Gold Master Testing
Automatically Validating Millions of Data Points
Eyelids closed, gold sun shines on
The world’s coated in the gold Krylon.
–Macklemore and Ryan Lewis, featuring Eighty4 Fly
At Code Climate, we feel it’s critical to deliver dependable and accurate static analysis results. To do so, we employ a variety of quality assurance techniques, including unit tests, acceptance tests, manual testing and incremental rollouts. They all are valuable, but we still had too much risk of introducing hard-to-detect bugs. To fill the gap, we’ve added a new tactic to our arsenal: gold master testing.
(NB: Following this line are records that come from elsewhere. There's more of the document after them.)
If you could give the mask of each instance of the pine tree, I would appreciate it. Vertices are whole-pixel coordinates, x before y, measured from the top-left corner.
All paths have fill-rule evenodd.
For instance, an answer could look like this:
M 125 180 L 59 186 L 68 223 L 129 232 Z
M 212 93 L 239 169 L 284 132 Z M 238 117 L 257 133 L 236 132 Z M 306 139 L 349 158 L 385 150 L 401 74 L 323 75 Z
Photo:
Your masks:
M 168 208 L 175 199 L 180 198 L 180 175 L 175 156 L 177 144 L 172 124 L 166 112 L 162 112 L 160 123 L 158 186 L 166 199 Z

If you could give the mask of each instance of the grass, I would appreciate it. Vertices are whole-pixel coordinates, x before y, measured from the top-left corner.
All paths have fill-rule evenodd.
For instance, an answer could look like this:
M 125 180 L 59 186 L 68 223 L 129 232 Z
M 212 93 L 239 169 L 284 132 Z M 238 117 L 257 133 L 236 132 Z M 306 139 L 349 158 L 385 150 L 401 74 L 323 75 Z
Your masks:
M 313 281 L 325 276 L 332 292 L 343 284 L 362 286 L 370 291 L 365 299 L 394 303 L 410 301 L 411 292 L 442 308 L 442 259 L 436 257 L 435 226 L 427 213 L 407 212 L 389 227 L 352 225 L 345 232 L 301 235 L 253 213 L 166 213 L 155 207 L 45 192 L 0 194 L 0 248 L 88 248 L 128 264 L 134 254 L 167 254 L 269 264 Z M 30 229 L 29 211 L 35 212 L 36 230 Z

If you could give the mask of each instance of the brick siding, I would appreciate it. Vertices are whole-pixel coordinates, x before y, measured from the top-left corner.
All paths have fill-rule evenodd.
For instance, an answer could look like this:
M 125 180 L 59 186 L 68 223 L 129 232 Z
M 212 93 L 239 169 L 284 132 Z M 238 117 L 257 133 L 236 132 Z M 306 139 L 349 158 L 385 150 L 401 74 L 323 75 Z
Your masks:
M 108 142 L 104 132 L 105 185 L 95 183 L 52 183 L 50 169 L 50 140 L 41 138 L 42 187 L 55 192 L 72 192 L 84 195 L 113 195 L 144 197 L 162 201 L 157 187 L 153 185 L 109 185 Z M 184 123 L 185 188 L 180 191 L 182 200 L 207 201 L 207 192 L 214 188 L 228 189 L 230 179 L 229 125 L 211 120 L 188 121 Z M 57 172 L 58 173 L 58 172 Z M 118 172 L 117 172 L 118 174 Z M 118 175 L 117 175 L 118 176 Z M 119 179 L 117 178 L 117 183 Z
Gold master testing refers to capturing the result of a process, and then comparing future runs against the saved “gold master” (or known good) version to discover unexpected changes. For us, that means running full Code Climate analyses of a number of open source repos, and validating every aspect of the result. We only started doing this last week, but it’s already caught some hard-to-detect bugs that we otherwise may not have discovered until code hit production.
Why gold master testing?
Gold master testing is common when working with legacy code. Rather than trying to specify all of the logical paths through an untested module, you can feed it a varied set of inputs and turn the outputs into automatically verifying tests. There’s no guarantee the outputs are correct in this case, but at least you can be sure they don’t change (which, in some systems is even more important).
For us, given that we have a relatively reliable and comprehensive set of unit tests for our analysis code, the situation is a bit different. In short, we find gold master testing valuable because of three key factors:
- The inputs and output from our analysis is extremely detailed. There are a huge number of syntactical structures in Ruby, and we derive a ton of information from them.
- Our analysis depends on external code that we do not control, but do want to update from time-to-time (e.g. RubyParser)
- We are extremely sensitive to any changes in results. For example, even a tiny variance in our detection of complex methods across the 20k repositories we analyze would ripple into changes of class ratings, resulting in incorrect metrics being delivered to our customers.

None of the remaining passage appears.